# 5. CREATE PYLDAVIS BROWSER

[pyLDAvis](https://github.com/bmabey/pyLDAvis) is a port of the R LDAvis package for interactive topic model visualization by Carson Sievert and Kenny Shirley.

pyLDAvis is designed to help users interpret the topics in a topic model by examining the relevance and salience of terms in topics. Along the way, it displays tabular data which can be used to examine the model.

pyLDAvis is not designed to use Mallet data out of the box. This notebook transforms the Mallet state file into the appropriate data formats before generating the visualisation. The code is based on Jeri Wieringa's blog post [Using pyLDAvis with Mallet](http://jeriwieringa.com/2018/07/17/pyLDAviz-and-Mallet/) and has been slightly altered and commented.

### INFO

__author__    = 'Scott Kleinman'  
__copyright__ = 'copyright 2019, The WE1S Project'  
__license__   = 'GPL'  
__version__   = '2.0'  
__email__     = 'scott.kleinman@csun.edu'

## Settings

In [140]:
import gzip
import json
import os
from IPython.display import display, HTML
from pathlib import Path

current_dir = %pwd
current_pathobj = Path(current_dir)
project_dir = str(current_pathobj.parent.parent)
print(project_dir)
published_site_folder_name = os.path.basename(project_dir)

data_dir = project_dir + '/project_data'
model_dir = data_dir + '/models'
pyldavis_script_path   = current_dir + '/' + 'pyldavis_scripts/PyLDAvis.py'

output_path = current_dir
output_file = 'index.html'
json_dir = data_dir + '/json'

%run {pyldavis_script_path}

/home/jovyan/write/templates/multiple_topics_template


## Configuration

Select models to create pyldavis visualizations for. **Please run the next cell regardless of whether you change anything.**

By default, this notebook is set to create a pyldavis for all of the models you produced in Notebook 2 (`02_model_topics.ipynb`). If you would like to select only certain models to produce a pyldavis for, make those selections in the next cell (see next paragraph). Otherwise leave the value in the next cell set to `None`, which is the default. 

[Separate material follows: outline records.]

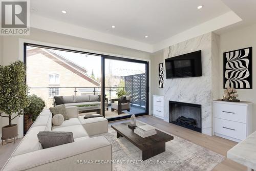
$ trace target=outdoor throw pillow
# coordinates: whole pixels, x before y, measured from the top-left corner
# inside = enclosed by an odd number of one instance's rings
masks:
[[[54,98],[55,105],[62,104],[64,103],[63,101],[63,96],[54,96]]]
[[[69,118],[67,115],[66,107],[64,104],[59,105],[53,108],[50,108],[50,111],[52,112],[53,116],[57,114],[61,114],[64,117],[64,120],[69,120]]]
[[[126,100],[126,96],[122,96],[120,98],[120,100]]]
[[[52,124],[55,126],[59,126],[62,124],[64,121],[64,117],[61,114],[57,114],[52,117]]]
[[[74,142],[71,132],[41,131],[37,134],[43,148],[52,147]]]

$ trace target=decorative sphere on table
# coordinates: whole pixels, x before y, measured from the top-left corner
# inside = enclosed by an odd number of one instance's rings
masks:
[[[133,114],[131,117],[131,124],[133,125],[136,125],[136,117],[135,117],[135,115]]]

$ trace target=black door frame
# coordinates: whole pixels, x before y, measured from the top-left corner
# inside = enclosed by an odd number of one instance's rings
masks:
[[[113,59],[113,60],[121,60],[121,61],[126,61],[126,62],[136,62],[136,63],[144,63],[145,65],[145,73],[146,73],[146,112],[145,113],[139,113],[139,114],[135,114],[136,116],[143,116],[143,115],[148,115],[148,109],[149,109],[149,90],[150,90],[150,87],[149,87],[149,73],[148,73],[148,62],[147,61],[144,61],[144,60],[138,60],[138,59],[129,59],[129,58],[123,58],[123,57],[116,57],[116,56],[110,56],[110,55],[101,55],[101,57],[102,57],[102,61],[103,61],[104,63],[103,65],[103,67],[102,66],[102,68],[104,68],[104,70],[105,69],[105,59]],[[101,72],[101,73],[104,73],[104,74],[103,74],[101,76],[101,84],[102,85],[102,90],[101,92],[102,93],[102,94],[105,94],[105,71],[102,71]],[[104,86],[104,87],[103,86]],[[104,96],[104,97],[103,97]],[[105,96],[102,96],[102,99],[104,100],[102,101],[105,101]],[[103,109],[105,109],[105,103],[102,103],[102,105],[103,105]],[[105,117],[105,110],[102,110],[102,115]],[[130,118],[131,117],[130,115],[126,115],[126,116],[120,116],[120,117],[117,117],[113,118],[109,118],[108,119],[108,120],[109,121],[115,121],[115,120],[118,120],[120,119],[127,119],[127,118]]]
[[[53,47],[53,46],[46,46],[46,45],[40,45],[40,44],[31,44],[31,43],[27,43],[27,42],[24,42],[24,63],[27,65],[27,46],[32,46],[32,47],[41,47],[41,48],[48,48],[48,49],[55,49],[55,50],[62,50],[64,51],[67,51],[67,52],[75,52],[75,53],[82,53],[82,54],[89,54],[89,55],[97,55],[97,56],[100,56],[101,57],[101,100],[102,100],[101,101],[104,102],[105,101],[105,96],[103,96],[103,94],[105,94],[105,59],[114,59],[114,60],[121,60],[123,61],[127,61],[127,62],[137,62],[137,63],[144,63],[146,65],[146,70],[145,70],[145,72],[146,72],[146,112],[144,113],[141,113],[141,114],[137,114],[136,115],[136,116],[142,116],[142,115],[148,115],[148,109],[149,109],[149,72],[148,72],[148,69],[149,69],[149,66],[148,66],[148,61],[144,61],[144,60],[140,60],[138,59],[129,59],[129,58],[126,58],[125,57],[117,57],[117,56],[110,56],[110,55],[103,55],[103,54],[101,54],[99,53],[91,53],[91,52],[86,52],[82,51],[79,51],[79,50],[72,50],[72,49],[66,49],[66,48],[58,48],[56,47]],[[102,108],[101,108],[101,114],[102,115],[105,117],[105,103],[102,102]],[[103,110],[104,109],[104,110]],[[114,120],[120,120],[120,119],[126,119],[126,118],[129,118],[131,116],[130,115],[127,116],[121,116],[121,117],[116,117],[116,118],[110,118],[108,119],[109,121],[114,121]]]

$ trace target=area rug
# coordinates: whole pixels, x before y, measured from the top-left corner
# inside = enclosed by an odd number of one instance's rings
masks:
[[[110,125],[109,132],[102,135],[112,145],[113,170],[115,171],[211,170],[225,158],[172,135],[174,139],[166,143],[165,152],[143,161],[141,151],[125,138],[117,138],[116,132]]]

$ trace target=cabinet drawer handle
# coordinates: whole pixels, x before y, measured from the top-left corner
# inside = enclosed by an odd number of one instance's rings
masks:
[[[224,112],[224,113],[228,113],[229,114],[234,114],[235,113],[234,112],[227,112],[227,111],[222,111],[222,112]]]
[[[224,129],[226,129],[230,130],[233,130],[233,131],[235,130],[234,129],[230,129],[230,128],[228,128],[228,127],[225,127],[225,126],[222,126],[222,127],[224,128]]]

**To produce pyldavis for a selection of the models you created, but not all:** Navigate to the `your_project_name/project_data/models` directory in your project. Note the name of each subdirectory in that folder. Each subdirectory should be called `topicsn1`, where `n1` is the number of topics you chose to model. You should see a subdirectory for each model you produced. To choose which subdirectory/ies you would like to produce browsers for, change the value of `selection` in the cell below to a list of subdirectory names. For example, if you wanted to produce browsers for only the 50- and 75-topic models you created, change the value of `selection` below to this:

Example:

`selection = ['topics50','topics75']`

Please follow this format exactly.

In [141]:
selection = ['topics10']

Get names of model subdirectories to visualize and their state files.

In [142]:
models = get_models(model_dir, selection)

# Display all model sub-directories with index numbers
for index, item in enumerate(models):
    print(str(index) + ': ' + item['model'])

0: topics10


### Add metadata and labels for the user interface (Optional).

To do this, identify the index number for each model in the list above, and add the necessary information using the following lines in the next cell.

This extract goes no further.